Cryptology ePrint Archive: Report 2010/626
Public-Key Encryption with Fuzzy Keyword Search: A Provably Secure Scheme under Keyword Guessing Attack
Peng Xu and Hai Jin
Abstract: A lot of interest has been drawn recently into public-key encryption
with keyword search (PEKS), which keeps public-key encrypted
documents amendable to secure keyword search. However, PEKS resist
against keyword guessing attack by assuming that the size of the
keyword space is beyond the polynomial level. But this assumption is
ineffective in practice. PEKS are insecure under keyword guessing
attack. As we observe, the key to defend such attack is to avoid the
availability of the exact search trapdoor to adversaries.

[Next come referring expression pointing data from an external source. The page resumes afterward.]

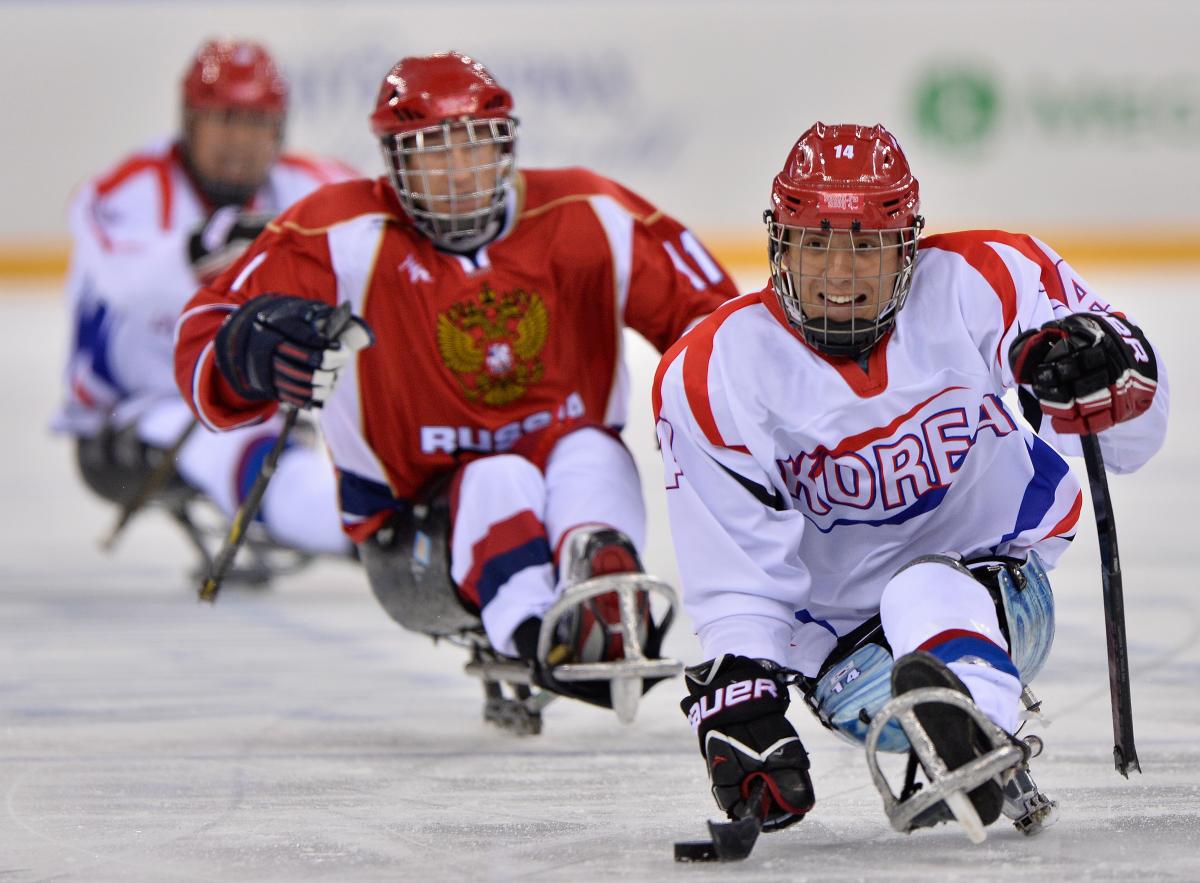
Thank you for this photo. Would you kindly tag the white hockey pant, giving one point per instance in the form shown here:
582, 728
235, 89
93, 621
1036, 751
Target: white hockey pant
510, 517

Accordingly, we compromise the exactness of search trapdoor by
mapping at least two different keywords into a fuzzy search
trapdoor. We propose a novel concept called public-key encryption
with fuzzy keyword search (PEFKS), by which the un-trusted server
only obtains the fuzzy search trapdoor instead of the exact search
trapdoor, and define its semantic security under chosen keyword
attack (SS-CKA) and indistinguishability of keywords under
non-adaptively chosen keywords and keyword guessing attack
(IK-NCK-KGA). For the keyword space with and without uniform
distribution, we respectively present two universal transformations
from anonymous identity-based encryption to PEFKS, and prove their
SS-CKA and IK-NCK-KGA securities. To our knowledge, PEFKS is the
first scheme to resist against keyword guessing attack on condition
that the keyword space is not more than the polynomial level.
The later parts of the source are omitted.